In this passage, after negotiating a bride-price for Obierika’s daughter, the men of Umuofia joke about the “upside-down” customs of their neighboring clans. This episode highlights Igboland’s male-dominated society, where daughters are commodities who are bought and sold as wives. Although Okonkwo and the others appear to acknowledge that other places have different marital customs, the men seem quite convinced that their own customs are superior. Their attitudes toward other customs reveals that they can hardly conceive of a society where men wield less power over women.  

Chapter 23

It was the time of the full moon. But that night the voice of children was not heard. The village ilo where they always gathered for a moon-play was empty. The women of Iguedo did not meet in their secret enclosure to learn a new dance to be displayed later to the village. Young men who were always abroad in the moonlight kept their huts that night. Their manly voices were not heard on the village paths as they went to visit their friends and lovers. Umuofia was like a startled animal with ears erect, sniffing the silent, ominous air and not knowing which way to run.  
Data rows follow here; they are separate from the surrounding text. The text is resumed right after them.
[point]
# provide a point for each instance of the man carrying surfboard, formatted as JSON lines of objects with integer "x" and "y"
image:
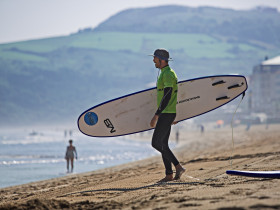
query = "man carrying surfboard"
{"x": 165, "y": 114}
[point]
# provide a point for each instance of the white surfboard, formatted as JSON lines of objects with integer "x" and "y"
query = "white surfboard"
{"x": 132, "y": 113}
{"x": 258, "y": 174}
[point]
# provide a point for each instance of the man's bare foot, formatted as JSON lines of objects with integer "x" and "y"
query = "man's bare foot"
{"x": 167, "y": 178}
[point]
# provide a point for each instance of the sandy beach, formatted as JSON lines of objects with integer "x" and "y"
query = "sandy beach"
{"x": 205, "y": 185}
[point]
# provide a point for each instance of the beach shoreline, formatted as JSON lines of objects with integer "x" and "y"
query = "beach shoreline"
{"x": 204, "y": 186}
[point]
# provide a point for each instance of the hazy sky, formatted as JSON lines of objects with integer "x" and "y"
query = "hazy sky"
{"x": 31, "y": 19}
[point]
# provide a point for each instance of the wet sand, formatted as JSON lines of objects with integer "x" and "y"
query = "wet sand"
{"x": 205, "y": 185}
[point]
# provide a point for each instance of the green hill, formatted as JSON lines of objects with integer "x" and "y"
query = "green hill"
{"x": 55, "y": 79}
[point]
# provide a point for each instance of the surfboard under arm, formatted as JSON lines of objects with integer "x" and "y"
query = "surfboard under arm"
{"x": 132, "y": 113}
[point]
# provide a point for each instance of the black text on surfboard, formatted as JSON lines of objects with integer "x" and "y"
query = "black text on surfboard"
{"x": 109, "y": 125}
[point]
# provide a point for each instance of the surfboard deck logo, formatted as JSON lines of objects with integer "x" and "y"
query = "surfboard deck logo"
{"x": 132, "y": 113}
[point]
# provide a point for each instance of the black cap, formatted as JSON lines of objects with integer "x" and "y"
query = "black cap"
{"x": 162, "y": 54}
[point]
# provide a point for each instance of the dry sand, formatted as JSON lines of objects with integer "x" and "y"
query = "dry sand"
{"x": 205, "y": 185}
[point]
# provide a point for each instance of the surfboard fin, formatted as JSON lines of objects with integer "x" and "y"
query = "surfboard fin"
{"x": 218, "y": 83}
{"x": 222, "y": 98}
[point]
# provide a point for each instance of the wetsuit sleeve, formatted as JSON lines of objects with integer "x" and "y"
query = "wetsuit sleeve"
{"x": 165, "y": 100}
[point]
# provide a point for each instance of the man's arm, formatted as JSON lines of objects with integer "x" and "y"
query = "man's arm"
{"x": 163, "y": 104}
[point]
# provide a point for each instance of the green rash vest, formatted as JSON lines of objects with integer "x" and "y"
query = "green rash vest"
{"x": 167, "y": 78}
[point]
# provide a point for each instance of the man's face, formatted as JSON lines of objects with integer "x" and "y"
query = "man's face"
{"x": 157, "y": 62}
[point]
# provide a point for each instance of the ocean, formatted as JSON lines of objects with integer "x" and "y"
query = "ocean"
{"x": 27, "y": 155}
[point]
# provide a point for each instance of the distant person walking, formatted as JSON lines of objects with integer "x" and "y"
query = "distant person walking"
{"x": 70, "y": 154}
{"x": 165, "y": 114}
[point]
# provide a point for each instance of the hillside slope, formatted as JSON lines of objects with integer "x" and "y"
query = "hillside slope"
{"x": 53, "y": 80}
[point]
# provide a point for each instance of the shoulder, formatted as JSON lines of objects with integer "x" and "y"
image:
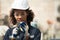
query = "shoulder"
{"x": 34, "y": 29}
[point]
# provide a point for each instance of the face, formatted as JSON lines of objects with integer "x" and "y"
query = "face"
{"x": 20, "y": 15}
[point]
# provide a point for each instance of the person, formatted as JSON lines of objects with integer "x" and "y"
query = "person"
{"x": 21, "y": 17}
{"x": 3, "y": 29}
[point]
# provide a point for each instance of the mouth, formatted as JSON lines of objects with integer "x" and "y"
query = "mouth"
{"x": 19, "y": 20}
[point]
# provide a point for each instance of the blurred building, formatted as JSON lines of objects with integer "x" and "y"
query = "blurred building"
{"x": 43, "y": 9}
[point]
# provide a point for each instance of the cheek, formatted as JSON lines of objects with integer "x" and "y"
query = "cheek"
{"x": 25, "y": 17}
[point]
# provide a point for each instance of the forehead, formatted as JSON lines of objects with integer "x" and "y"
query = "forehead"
{"x": 18, "y": 10}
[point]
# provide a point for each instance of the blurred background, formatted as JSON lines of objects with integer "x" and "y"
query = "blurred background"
{"x": 47, "y": 12}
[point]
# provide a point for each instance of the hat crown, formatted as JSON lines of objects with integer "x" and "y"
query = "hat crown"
{"x": 20, "y": 4}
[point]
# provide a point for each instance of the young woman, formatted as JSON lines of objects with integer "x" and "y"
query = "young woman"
{"x": 18, "y": 15}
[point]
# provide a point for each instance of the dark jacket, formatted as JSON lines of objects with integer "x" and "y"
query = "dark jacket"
{"x": 35, "y": 34}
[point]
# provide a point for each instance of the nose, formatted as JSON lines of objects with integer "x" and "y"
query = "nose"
{"x": 19, "y": 16}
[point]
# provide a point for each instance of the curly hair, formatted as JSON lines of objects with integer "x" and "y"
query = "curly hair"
{"x": 30, "y": 16}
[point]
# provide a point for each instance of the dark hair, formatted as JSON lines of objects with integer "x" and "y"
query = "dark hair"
{"x": 30, "y": 16}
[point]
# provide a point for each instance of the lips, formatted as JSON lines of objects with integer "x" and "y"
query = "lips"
{"x": 19, "y": 19}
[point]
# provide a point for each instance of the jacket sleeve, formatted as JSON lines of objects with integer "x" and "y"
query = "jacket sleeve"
{"x": 6, "y": 37}
{"x": 37, "y": 35}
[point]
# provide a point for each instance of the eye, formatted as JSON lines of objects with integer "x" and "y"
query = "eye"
{"x": 16, "y": 14}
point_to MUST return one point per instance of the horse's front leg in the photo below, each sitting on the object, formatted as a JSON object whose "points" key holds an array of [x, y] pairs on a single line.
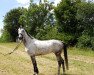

This passage, which describes the night that Okonkwo is taken prisoner along with Umuofia’s other leaders, illustrates the stark transformation that the village has undergone since the novel’s opening chapters. Significantly, it is a full moon, which customarily means a carefree night of gathering and socializing without fear of evil spirits. But there are no such signs of life in the village. Instead, the once-vibrant residents of Umuofia now live in fear. Like confused, hunted animals, they sense danger everywhere but do not know how to react.